第91話 謁見の間の死闘 その6~ちなみにおっぱい揉んだだけで達しちゃったってのは作者自身の経験談です~
魔王とダベっている間にも、僕の脳の一部は現在の膠着状態を脱する方法を探るため、あらゆる過去の情報を検索していた。
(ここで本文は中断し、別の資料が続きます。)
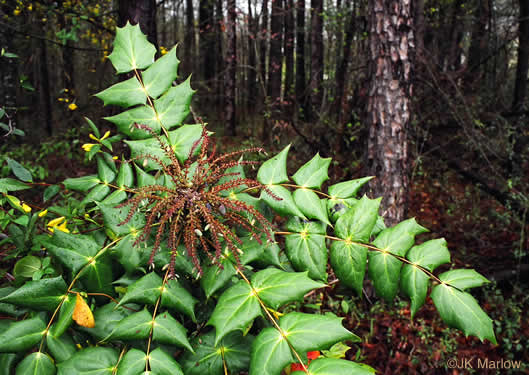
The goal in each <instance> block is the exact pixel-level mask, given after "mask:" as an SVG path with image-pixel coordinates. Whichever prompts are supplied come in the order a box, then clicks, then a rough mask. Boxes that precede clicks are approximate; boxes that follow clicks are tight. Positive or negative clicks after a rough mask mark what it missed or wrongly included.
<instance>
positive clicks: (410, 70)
mask: <svg viewBox="0 0 529 375" xmlns="http://www.w3.org/2000/svg"><path fill="white" fill-rule="evenodd" d="M411 11H412V10H411V2H410V1H409V0H373V1H371V2H370V5H369V47H370V48H369V72H368V76H369V77H371V82H370V90H369V99H368V108H367V118H366V123H367V124H368V126H369V139H368V153H367V158H368V160H367V164H368V168H369V170H370V173H371V174H372V175H373V176H375V177H376V179H374V180H373V181H372V183H371V188H372V191H373V193H374V195H375V196H383V197H384V199H383V203H382V205H383V208H384V216H385V220H386V223H387V224H388V225H394V224H396V223H398V222H399V221H401V220H403V219H404V217H405V215H406V208H407V194H408V185H409V176H408V172H409V161H408V138H407V135H408V126H409V123H410V117H411V111H410V105H411V100H410V98H411V94H412V69H413V64H414V61H413V60H414V52H415V51H414V31H413V30H414V29H413V16H412V13H411Z"/></svg>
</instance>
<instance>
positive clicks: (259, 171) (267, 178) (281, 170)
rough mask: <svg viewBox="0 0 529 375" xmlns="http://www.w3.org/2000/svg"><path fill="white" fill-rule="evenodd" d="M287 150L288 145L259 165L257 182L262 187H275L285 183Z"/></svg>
mask: <svg viewBox="0 0 529 375" xmlns="http://www.w3.org/2000/svg"><path fill="white" fill-rule="evenodd" d="M289 149H290V145H288V146H287V147H285V148H284V149H283V150H282V151H281V152H280V153H279V154H277V155H276V156H274V157H273V158H271V159H269V160H267V161H265V162H264V163H263V164H261V167H260V168H259V171H258V172H257V181H259V182H260V183H262V184H264V185H276V184H282V183H284V182H287V181H288V176H287V156H288V150H289Z"/></svg>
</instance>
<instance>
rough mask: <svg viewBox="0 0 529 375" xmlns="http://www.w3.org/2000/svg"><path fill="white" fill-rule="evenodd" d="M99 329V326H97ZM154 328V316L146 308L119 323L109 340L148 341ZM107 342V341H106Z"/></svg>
mask: <svg viewBox="0 0 529 375" xmlns="http://www.w3.org/2000/svg"><path fill="white" fill-rule="evenodd" d="M96 327H97V324H96ZM151 327H152V315H151V314H150V313H149V311H148V310H147V309H146V308H145V309H143V310H141V311H140V312H137V313H133V314H131V315H129V316H127V317H126V318H125V319H123V320H121V321H120V322H118V324H117V325H116V327H115V328H114V330H113V331H112V333H111V334H110V337H109V339H113V340H137V339H146V338H147V337H148V336H149V332H150V330H151ZM105 341H107V340H106V339H105Z"/></svg>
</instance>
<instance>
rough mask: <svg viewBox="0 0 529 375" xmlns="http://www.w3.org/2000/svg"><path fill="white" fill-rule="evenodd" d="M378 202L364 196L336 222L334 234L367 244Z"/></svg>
mask: <svg viewBox="0 0 529 375" xmlns="http://www.w3.org/2000/svg"><path fill="white" fill-rule="evenodd" d="M380 200H381V198H378V199H369V198H367V197H366V196H365V195H364V196H363V197H362V199H360V200H359V201H358V203H356V204H355V205H354V206H353V207H352V208H351V209H349V210H348V211H346V213H345V214H343V215H342V216H340V218H339V219H338V220H337V221H336V226H335V232H336V235H337V236H338V237H340V238H343V239H347V240H351V241H360V242H367V241H368V240H369V236H370V235H371V231H372V230H373V227H374V226H375V223H376V221H377V215H378V207H379V206H380Z"/></svg>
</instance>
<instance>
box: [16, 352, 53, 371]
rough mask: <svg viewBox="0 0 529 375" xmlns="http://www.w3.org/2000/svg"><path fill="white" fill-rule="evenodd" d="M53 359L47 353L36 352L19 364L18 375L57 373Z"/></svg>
mask: <svg viewBox="0 0 529 375" xmlns="http://www.w3.org/2000/svg"><path fill="white" fill-rule="evenodd" d="M55 372H56V368H55V365H54V364H53V361H52V360H51V358H50V357H48V356H47V355H46V354H44V353H41V352H35V353H31V354H30V355H28V356H27V357H26V358H24V359H23V360H22V361H21V362H20V363H19V364H18V366H17V370H16V375H37V374H38V375H55Z"/></svg>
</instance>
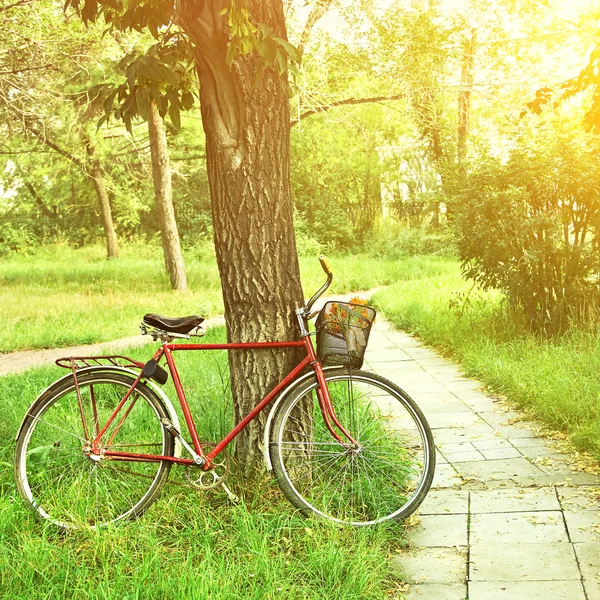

(どこかに必ず解決の糸口があるはずなんだ……自分の記憶のどこかに……)
先のリプル戦でもそうだったが、戦いにおいては医療に限らず様々な知識が役に立つ。あきらめずに膨大な記憶の海をさまよっていた僕は、とある幼き日の自分にたどり着いた。あれは確か、近所の公園で……
【わかりましたよ魔王、火です!】
「火だと!? あいつを焼きぼっくりにしてしまうつもりか? そなた、割とえげつない作戦思いつくよな……」
魔王が明らかに蔑みの目つきで俺を見る。ひでえ!
【違います! どうせ簡単には燃えないと思いますし、適度に表面を炙ってやってください!】
「はいはい、やりますよ、やればいいんだろ、軍師どの」
魔王は、三国志で作戦の意図がわからず孔明に陰口を叩く張飛のごとく不平をこぼしながらも、ようやく腰を据えて呪文の詠唱に入った。
「光と熱とをもたらすアナフラニール神よ、その怒れる業火にて立ちはだかる者全てを灰燼に帰せしめよ!マーデュオックス!」
踊るように頭上に真っ直ぐに突き出された魔王の両手の間に火の粉が生じ、みるみるうちに大きな火球へと成長する。そこから太陽のコロナのように炎の鞭が松ぼっくり目掛けて伸びていった。
「無駄ダ、小生ノ殻ハ耐火製デ、決シテ発火スルコトハナイ。ヤメテオケ」
火の気を察したのか、モーラスの声が警告を発する。だが僕はそれを聞いて逆に確信した。彼女に炎は別の意味で有効だと。
【気にせずやっちゃってください! ファイヤーッ!】
「これ結構熱いからあまり好きな魔法じゃないんだよなあ……髪の毛がチリチリしてきそうだし。それに何も変わらないぞ!?」
文句をつぶやきながらも、魔王はどんどん巨大化する火の玉を律儀に掲げ続ける。確かにモーラスの言う通り、いくら真紅の舌が皮を舐めても、一向に燃える様子はない。魔王が意味の無い行為に思うのも無理はないだろう。だが、変化はじわじわと生じていた。
「あれ? 殻が……!?」
魔力が打ち止めになるなどブーたれていた魔王の目つきが変わった。なんと、今まで難攻不落の威容を誇っていた松ぼっくりの皮が、朝になると咲く花の花弁のように、徐々に開いてきたのだ。